One Week Season

“We got what we actually wanted, not what we thought we wanted”

— Jordan Tohline (#JMToWin), One Week Season

☝️ That may be the best compliment I’ve ever gotten at the end of a project. One Week Season exemplifies the best of what a focused process can achieve in a short amount of time. In eight weeks, I worked with the founders to develop a visual brand and interactive experience. We did this by talking through the problems and goals of the project early on. We defined the project’s scope and our strategy so we could get from vague ideas to something far and above the competition.

Three Stages to Launch

After the initial discovery stage, we divided up the schedule into 3 distinct stages: 1. The user experience, 2. The visual brand, 3. The website, designed. Focusing on the user experience first allowed me to really understand the kind of brand they wanted to build.  It also kept us focused on that core functionality early on.

Stage 1: The User Experience

I'm a believer in the Pareto Principle (80/20 Rule) As that applies to design, 80% is following best practices and 20% is innovation and delight. For an editorially-driven site such as One Week Season, there are established ways for readers to consume and navigate through content. Make the type big and legible for longform copy. Make buttons and fields clear and engaging. That sort of thing. At the same time there were a few things that did not have well-suited existing design patterns.

Navigation challenge: Each game has an extensive writeup accompanying it. Many readers want specific matchups. Others may want to read all of them in order. Whichever reading style is preferred, way-finding and  navigation are important. To solve for how to keep the navigation surfaced to allow readers to quickly navigate on mobile, I devised this solution:

Matchups on mobile's home
Matchups in article view

A telling example is with the weekly matchup schedule.

With at-a-glance score and game info, the matchup list needed to be at the forefront of every page.

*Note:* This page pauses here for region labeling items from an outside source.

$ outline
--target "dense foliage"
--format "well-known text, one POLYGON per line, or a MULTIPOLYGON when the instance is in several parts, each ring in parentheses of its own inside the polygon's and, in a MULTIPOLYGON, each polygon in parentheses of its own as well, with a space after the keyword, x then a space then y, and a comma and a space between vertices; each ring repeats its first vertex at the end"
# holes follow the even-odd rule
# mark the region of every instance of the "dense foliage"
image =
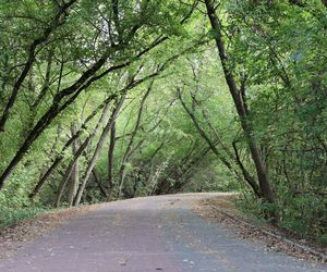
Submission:
POLYGON ((326 243, 326 1, 8 0, 0 26, 2 214, 238 190, 326 243))

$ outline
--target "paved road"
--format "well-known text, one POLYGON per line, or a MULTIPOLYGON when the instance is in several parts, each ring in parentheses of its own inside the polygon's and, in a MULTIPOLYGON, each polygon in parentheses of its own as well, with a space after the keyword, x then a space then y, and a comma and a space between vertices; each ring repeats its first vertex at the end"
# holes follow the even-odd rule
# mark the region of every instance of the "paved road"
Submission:
POLYGON ((238 238, 192 211, 207 195, 117 201, 70 220, 0 261, 0 271, 60 272, 322 272, 283 254, 238 238))

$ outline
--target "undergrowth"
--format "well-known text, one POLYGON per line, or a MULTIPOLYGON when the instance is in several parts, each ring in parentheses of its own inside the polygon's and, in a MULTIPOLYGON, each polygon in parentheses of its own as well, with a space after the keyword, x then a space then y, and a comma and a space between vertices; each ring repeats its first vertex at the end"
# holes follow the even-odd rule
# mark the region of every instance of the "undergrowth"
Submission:
POLYGON ((0 226, 11 226, 46 211, 48 209, 45 208, 0 208, 0 226))

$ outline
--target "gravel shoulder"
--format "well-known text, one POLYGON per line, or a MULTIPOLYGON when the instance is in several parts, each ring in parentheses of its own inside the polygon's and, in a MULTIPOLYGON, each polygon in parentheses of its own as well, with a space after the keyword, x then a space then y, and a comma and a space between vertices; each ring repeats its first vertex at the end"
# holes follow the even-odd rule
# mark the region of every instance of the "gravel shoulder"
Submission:
POLYGON ((2 232, 1 250, 12 254, 0 260, 0 271, 327 271, 325 264, 270 250, 262 238, 242 238, 238 225, 217 221, 207 201, 228 205, 230 197, 167 195, 40 215, 2 232))

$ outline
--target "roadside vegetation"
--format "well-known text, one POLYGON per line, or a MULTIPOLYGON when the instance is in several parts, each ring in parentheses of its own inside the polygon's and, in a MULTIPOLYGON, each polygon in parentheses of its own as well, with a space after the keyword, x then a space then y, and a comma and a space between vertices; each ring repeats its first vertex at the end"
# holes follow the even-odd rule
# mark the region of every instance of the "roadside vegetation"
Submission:
POLYGON ((181 191, 327 244, 325 0, 0 4, 0 224, 181 191))

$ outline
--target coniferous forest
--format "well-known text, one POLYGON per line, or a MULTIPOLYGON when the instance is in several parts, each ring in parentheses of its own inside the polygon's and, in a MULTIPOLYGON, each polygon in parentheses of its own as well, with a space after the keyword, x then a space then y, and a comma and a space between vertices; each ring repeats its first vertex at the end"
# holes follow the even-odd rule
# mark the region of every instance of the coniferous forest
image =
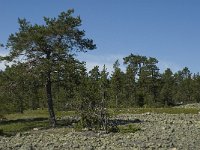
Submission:
POLYGON ((2 45, 10 53, 0 72, 0 112, 23 113, 48 108, 55 126, 54 110, 89 110, 96 105, 107 108, 171 107, 200 102, 200 75, 185 67, 161 72, 156 58, 130 54, 123 64, 116 60, 113 71, 106 64, 100 70, 87 70, 77 59, 81 52, 96 48, 81 30, 80 17, 73 10, 57 18, 44 17, 44 24, 19 19, 19 30, 2 45), (122 65, 126 67, 122 71, 122 65))

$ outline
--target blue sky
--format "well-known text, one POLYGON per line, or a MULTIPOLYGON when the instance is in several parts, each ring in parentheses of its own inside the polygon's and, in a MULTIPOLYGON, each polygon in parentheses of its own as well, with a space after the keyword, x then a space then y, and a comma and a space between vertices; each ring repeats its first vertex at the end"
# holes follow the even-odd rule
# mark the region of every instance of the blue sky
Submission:
POLYGON ((124 68, 122 58, 133 53, 156 57, 161 71, 185 66, 200 71, 199 0, 1 0, 0 42, 17 31, 18 17, 42 24, 43 16, 56 17, 70 8, 97 44, 78 56, 89 69, 106 64, 111 71, 116 59, 124 68))

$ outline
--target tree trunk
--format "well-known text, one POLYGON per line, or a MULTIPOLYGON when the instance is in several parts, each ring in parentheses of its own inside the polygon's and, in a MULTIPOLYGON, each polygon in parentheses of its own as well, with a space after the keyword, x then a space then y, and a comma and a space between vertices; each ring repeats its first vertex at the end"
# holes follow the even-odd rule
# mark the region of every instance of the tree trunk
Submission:
POLYGON ((46 94, 47 94, 47 104, 48 104, 50 125, 52 127, 55 127, 56 126, 56 118, 55 118, 55 113, 54 113, 54 109, 53 109, 50 72, 47 73, 46 92, 47 92, 46 94))
MULTIPOLYGON (((50 52, 47 53, 47 60, 50 60, 50 52)), ((49 111, 49 123, 54 128, 56 126, 56 118, 53 109, 53 99, 52 99, 52 90, 51 90, 51 69, 48 68, 47 71, 47 80, 46 80, 46 94, 47 94, 47 104, 48 104, 48 111, 49 111)))

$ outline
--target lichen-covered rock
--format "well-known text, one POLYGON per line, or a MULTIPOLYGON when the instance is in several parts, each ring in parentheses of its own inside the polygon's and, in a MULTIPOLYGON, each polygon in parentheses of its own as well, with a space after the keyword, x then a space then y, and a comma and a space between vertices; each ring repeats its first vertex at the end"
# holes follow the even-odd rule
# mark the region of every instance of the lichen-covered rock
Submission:
POLYGON ((123 114, 118 120, 134 120, 141 128, 136 133, 74 132, 69 128, 32 130, 16 136, 0 136, 0 150, 146 150, 200 149, 200 115, 123 114))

That meant making it prominent on the homepage and on every article page — the two most likely entry points for users.

Easy enough on the desktop homepage. For mobile we did not want to bury it in a hamburger menu. Making the matchup schedule the hero felt like the best course of action. Most sites in this realm push one story ahead of the rest. That kind of editorial discovery makes sense on a lot of sites but doesn't line up with users interested in specific games.

Current matchup at the top adjusts to content below. Complete matchup list can also be viewed in hamburger menu (not shown)

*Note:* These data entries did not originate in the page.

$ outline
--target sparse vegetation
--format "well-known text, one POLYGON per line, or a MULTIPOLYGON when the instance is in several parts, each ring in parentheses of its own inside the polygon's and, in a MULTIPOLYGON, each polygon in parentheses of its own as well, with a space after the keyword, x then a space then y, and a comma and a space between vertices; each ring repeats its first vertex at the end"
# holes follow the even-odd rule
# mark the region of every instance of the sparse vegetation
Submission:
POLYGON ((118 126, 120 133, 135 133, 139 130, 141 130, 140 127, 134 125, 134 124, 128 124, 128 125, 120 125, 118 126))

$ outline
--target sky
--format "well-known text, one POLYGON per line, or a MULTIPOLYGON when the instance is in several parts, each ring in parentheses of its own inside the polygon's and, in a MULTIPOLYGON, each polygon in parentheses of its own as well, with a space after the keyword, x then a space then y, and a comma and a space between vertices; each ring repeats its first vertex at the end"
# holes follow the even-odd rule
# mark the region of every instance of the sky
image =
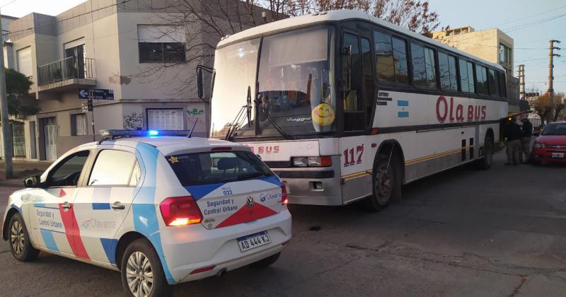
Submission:
MULTIPOLYGON (((565 50, 555 52, 555 92, 566 92, 566 1, 565 0, 428 0, 439 14, 440 25, 471 25, 475 30, 499 28, 514 40, 516 66, 525 64, 527 91, 545 92, 548 81, 548 40, 565 50), (555 18, 553 20, 550 20, 555 18), (549 21, 550 20, 550 21, 549 21)), ((31 12, 54 16, 85 0, 0 0, 2 14, 21 17, 31 12)))

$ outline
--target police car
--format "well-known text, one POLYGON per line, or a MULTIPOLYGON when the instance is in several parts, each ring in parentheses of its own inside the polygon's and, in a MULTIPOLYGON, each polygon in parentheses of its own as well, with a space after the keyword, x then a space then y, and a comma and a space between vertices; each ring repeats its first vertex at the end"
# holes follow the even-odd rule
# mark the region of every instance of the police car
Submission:
POLYGON ((17 260, 41 250, 120 270, 134 296, 277 261, 291 238, 285 186, 248 146, 101 134, 10 196, 1 231, 17 260))

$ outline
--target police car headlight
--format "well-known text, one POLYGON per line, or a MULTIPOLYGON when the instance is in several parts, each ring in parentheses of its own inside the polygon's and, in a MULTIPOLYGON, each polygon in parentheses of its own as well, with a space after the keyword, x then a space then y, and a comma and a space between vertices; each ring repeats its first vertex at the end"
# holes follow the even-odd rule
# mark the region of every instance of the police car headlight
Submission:
POLYGON ((306 158, 305 157, 294 157, 293 158, 293 166, 295 167, 306 167, 306 158))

Stage Two: The Visual Brand

I approached the visual brand with the knowledge I'd gained through the user experience process. Invaluable. Through our many conversations, I felt as though I had a good idea as to what the brand wasn't. So before looking at what the brand COULD be, I wanted to get on the same page with what the brand wasn't. Behold, the uninspiration moodboard:

Uninspiration: Left to right from top: Too brutalist, Too intricate,
Arbitrary design distractions, Too flashy/brassy, Too busy,
Too hard to read, Too boutique-y/bespoke, Too casino-y

Pure Sport: The best of mainstream but still to safe and expected. The writing has personality and so should the brand.

Science: Focus on the math angle (which is a big one). Still, this direction lacks a human touch which is at the core of the brand.

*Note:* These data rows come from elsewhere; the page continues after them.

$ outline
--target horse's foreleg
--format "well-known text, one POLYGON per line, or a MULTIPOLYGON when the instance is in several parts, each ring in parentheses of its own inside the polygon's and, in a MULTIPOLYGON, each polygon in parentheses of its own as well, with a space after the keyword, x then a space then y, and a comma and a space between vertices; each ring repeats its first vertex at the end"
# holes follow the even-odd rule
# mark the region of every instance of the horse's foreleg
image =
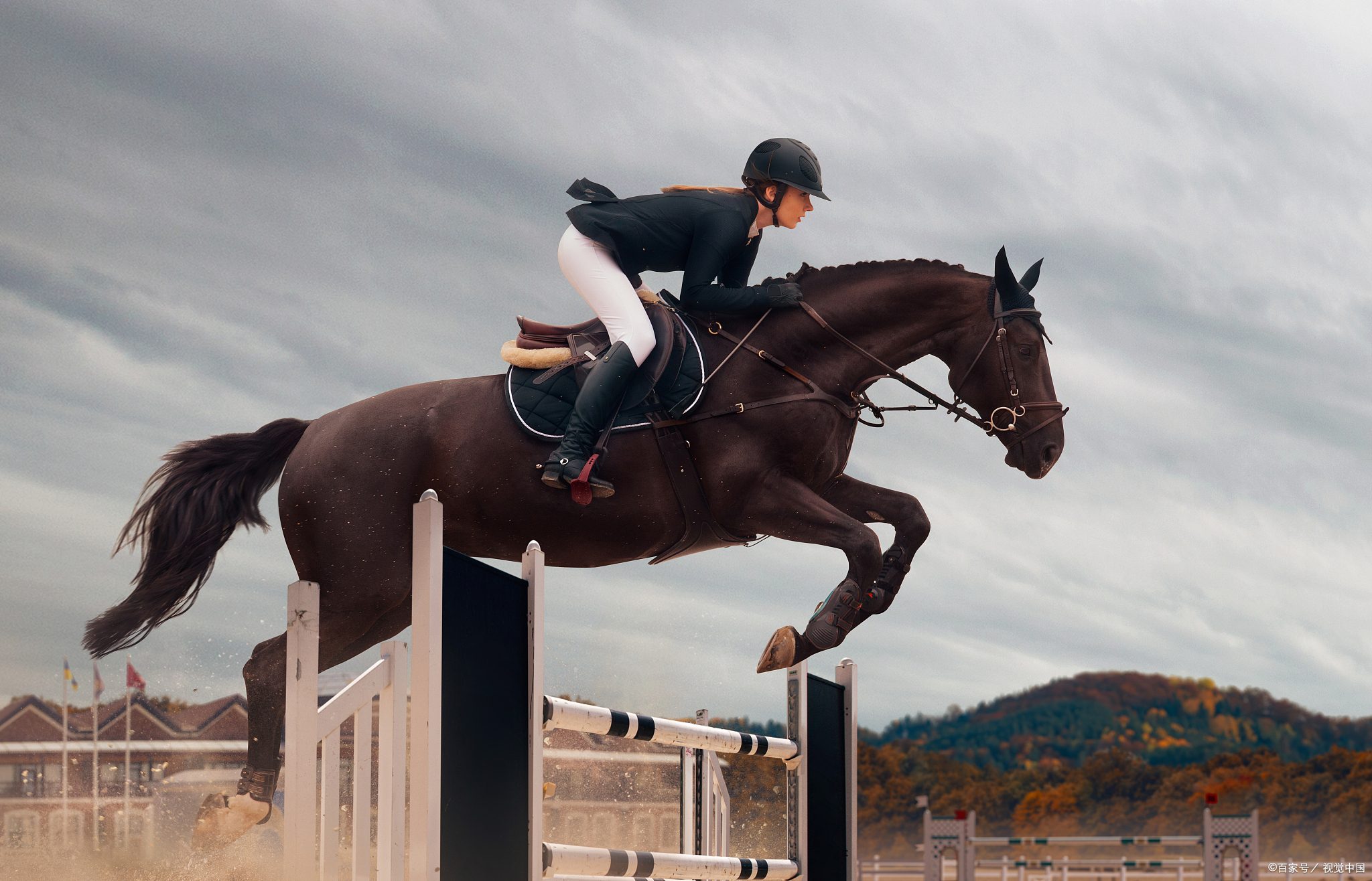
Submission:
MULTIPOLYGON (((407 599, 402 604, 409 610, 407 599)), ((347 608, 342 612, 322 610, 320 669, 343 663, 364 648, 403 630, 405 623, 395 626, 399 615, 391 612, 368 628, 365 617, 347 608), (366 641, 372 636, 376 638, 366 641)), ((285 722, 284 633, 258 643, 243 665, 243 684, 248 693, 248 762, 236 795, 215 793, 200 804, 191 839, 191 848, 196 851, 218 849, 239 839, 252 823, 266 822, 270 817, 272 795, 281 769, 281 726, 285 722)))
POLYGON ((834 480, 825 492, 825 501, 863 523, 890 523, 896 528, 896 538, 881 555, 877 603, 873 608, 863 606, 860 623, 868 615, 879 615, 890 608, 906 573, 910 571, 910 560, 929 537, 929 517, 914 496, 885 486, 873 486, 847 474, 840 474, 834 480))
POLYGON ((873 586, 881 570, 877 533, 838 510, 799 480, 774 473, 749 500, 748 523, 755 532, 838 548, 848 556, 848 577, 815 608, 805 632, 782 628, 772 634, 757 671, 779 670, 844 641, 862 621, 864 604, 877 600, 873 586))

Scorecard: Both stakeholders felt this direction had the most heart and spoke to the content more than anything else.

After selecting the desired visual inspiration, the next step was to develop the actual visual brand. This meant exploring various wordmarks and typographic systems. I'll spare you the majority of logo sketches and type explorations.

We landed in a great place with the logo. We embraced the fact that readers will likely refer to the brand as "One Week" and made those two words the star. And is there a more direct visual metaphor for fandom than a pennant? Designed in Illustrator and traced with a pen for that nice rough-hewn look.

This is some text inside of a div block.
This is some text inside of a div block.

Early on, photography was deemed too cumbersome and difficult to scale for each of the articles. Typography would have to be more prominent and eye-catching. Along with Three expressive weights of Knockout plus the very legible slab, Caecilia (Kindle's default), was just the right combination.

Stage 3: The Website, Designed

The final part of this project was to apply the visual branding from stage two to the wireframes from stage one. During the brand exploration, we'd applied styling to the homepage wireframes. The brand had been tested and wasn't being forced into a framework it'd never been matched with (common pitfall with many site builds). Now it was a matter of  building out the full visual system across all of the pages.

There are two very important goals in this final design stage. The first is, of course, to create the best expression of the brand in the experience that's been mapped out. The second goal should be to create something that is ready to be built. Defining styles and using them as a part of a larger system is crucial.